When the Michigan no-fault law was enacted in 1973, it was recognized that certain people injured in automobile accidents would not be covered by policies that provided the medical and wage loss coverage that vehicle owners were required to purchase.[11] If those injured people were not in violation of the law, they would be compensated for economic losses. An example of people in this group would include a pedestrian who did not own a vehicle, who resided in a household with no insured vehicles owned by others, and who was injured by an uninsured or a hit-and-run driver.
The mechanism for coverage for such people is the Michigan Assigned Claims Facility (ACF), located within the Michigan Department of State. The Facility assigns the claims to "servicing insurers" that pay the medical costs and lost wages. There are currently 10 such insurers, who are reimbursed for their loss payments, loss adjustment expenses (LAE), and interest from a fund raised through assessments on the entire auto insurance industry and legally self-insured businesses. (A self-insured business is a company that acts as its own insurer by maintaining funds and managing its own claims.) These assessments are prorated based on each insurer's share of the total state premiums for no-fault and auto liability insurance and self-insured businesses' total share of self-insured vehicles. The costs of these assessments are, of course, passed on to the insurance customers in the form of higher premiums.
In the early years, these annual assessments were in the low tens of millions of dollars, but they have increased dramatically in recent years. In 1997 the assessment was for $37.7 million; by 2008 it had grown to $145.6 million — a 286 percent increase. During the same period, the assessment per Michigan vehicle grew from $6.04 to $20.66 — an increase of 242 percent, indicating that any growth in the total vehicles in the state was at most a minor factor in the increase in total losses, LAE, and interest reimbursed by the ACF.[12]
During the same period, the total annual paid PIP losses for all Michigan vehicles grew from $788.1 million to $1.7 billion, an increase of 119 percent.[13] Since the increase in ACF assessments is 2.4 times that in PIP claims payments, it is clear that something is going on with assigned claim payments. If this difference had been identified earlier and if steps had been taken to hold the increase in ACF assessments to the same rate as the growth in overall PIP losses, the 2008 assessment would have been $82.6 million — $63 million, or approximately $8.94 per insured Michigan vehicle, less than it turned out to be.
Unfortunately, the Facility, with only eight employees, one claims examiner, and over 3,000 files to monitor, is not equipped to determine what that "something" is. Health privacy concerns preclude insurance industry experts from viewing the files. Individual servicing insurers could analyze their own files, but none of the 10 has a sufficient share of total claims for its own analysis to be applicable to all the servicing insurers. Further, since the increase in payments might be, at least in part, the result of inadequate servicing carrier performance, an investigation by those insurers might be criticized as lacking objectivity.
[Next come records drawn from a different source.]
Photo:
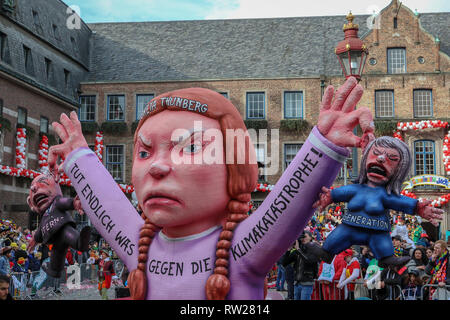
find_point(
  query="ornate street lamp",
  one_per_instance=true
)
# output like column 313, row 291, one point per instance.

However, there is a readily available source of expertise that could be tapped. The Michigan Auto Insurance Placement Facility (MAIPF) was established to provide auto insurance to applicants unable to obtain it in the regular market, usually because they are perceived as unacceptably high risks and are more like to have claims than the average driver. Managed by a board consisting of seven auto insurer representatives, two agent representatives, and two public representatives, it operates under the scrutiny of the insurance commissioner, a representative of whom attends all meetings. The commissioner approves the MAIPF plan of operation, its procedures, and its rates. The board has committees of company employees with expertise in claims, accounting, actuarial science, and underwriting.
Legislation has been proposed to transfer the administration of the ACF to the MAIPF. The proposal is supported by the Secretary of State and has been reviewed by the Office of Financial and Insurance Regulation, which raised no objection. Once enacted, the MAIPF can begin a detailed study of the claims experience of the ACF, identify the problem causing the unnatural increase in losses, and implement a solution. Reductions in assessments and insurance premiums should follow.